Yvonne A.K. Johnson, Civic’s executive artistic director who is directing “Grease,” said both Spencer and Keene are “triple threats” – singers, actors and dancers – who have good chemistry on stage.
“The two of them are very well suited for each other,” Johnson said. “They’re adorable.”
After “Happy Days,” Spencer went on to appear in “White Christmas,” and Keene turned in a highly regarded performance as Natalie in “Next to Normal.”
“She’s had a banner year, that’s for sure. Quite a talent,” Johnson said.
The bulk of the cast is made up of high school students or those recently out of high school, Johnson said. There are only three adult roles: Miss Lynch (Ryan Marie Patterson), Vince Fontaine (Jhon Goodwin) and the Teen Angel (Mark Pleasant).
Pleasant, who was Daddy Warbucks in “Annie” last year and Phil Davis in “White Christmas” this season, will make the most of his small part, Johnson said. He’ll be dressed to the hilt, with the fog machines going full blast.
“I think people will get a kick out of that. He only has the one featured number (“Beauty School Drop-Out”), but he’ll bring the house down with it.”
The biggest issue in staging “Grease,” Johnson said, is that four big songs from the movie aren’t included in the stage play, including, remarkably, the title song “Grease.” The other three movie songs? “Sandy,” the Oscar-nominated “Hopelessly Devoted to You” and the No. 1 single “You’re the One That I Want.”
So Civic wrote to request permission to use the songs in their production, and incorporated them into the show.
“We had to pay a lot extra for those four songs,” she said. “But I think it will be worth it.”
The song “Grease,” a No. 1 hit for Frankie Valli, will be used to help set the scene, Johnson said. “There isn’t an overture that’s written for this show, so I’m using it as an overture to help set people back in the 1950s.”

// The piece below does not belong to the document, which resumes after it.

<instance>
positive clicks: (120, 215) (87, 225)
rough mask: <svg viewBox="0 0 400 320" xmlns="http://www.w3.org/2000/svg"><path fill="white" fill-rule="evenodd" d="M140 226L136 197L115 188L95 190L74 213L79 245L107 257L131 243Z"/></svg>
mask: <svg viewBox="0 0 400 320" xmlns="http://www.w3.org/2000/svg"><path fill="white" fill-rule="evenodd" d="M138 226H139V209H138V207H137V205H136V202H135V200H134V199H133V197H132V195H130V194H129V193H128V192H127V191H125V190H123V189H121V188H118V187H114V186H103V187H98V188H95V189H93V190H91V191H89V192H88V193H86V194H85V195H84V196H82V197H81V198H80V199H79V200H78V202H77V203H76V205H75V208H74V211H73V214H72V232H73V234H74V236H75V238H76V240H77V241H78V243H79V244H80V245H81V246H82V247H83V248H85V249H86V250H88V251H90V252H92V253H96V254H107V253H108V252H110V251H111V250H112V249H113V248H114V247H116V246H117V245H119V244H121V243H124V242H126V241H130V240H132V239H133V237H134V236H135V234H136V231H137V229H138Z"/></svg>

With a show such as “Grease,” which is so widely known, there’s a delicate balancing act between keeping it fresh and meeting the audience’s expectations.
Part of keeping it fresh is the set, designed by Matthew Egan, Civic’s assistant technical director. Johnson said it’s intended to evoke a Wurlitzer jukebox. They’ve built their own car – the Greased Lightning – and will use slide projections of images to help set the mood.
“It’s the nostalgia of the time period,” Johnson said. “It’s important that we’ve represented that very well with the show.”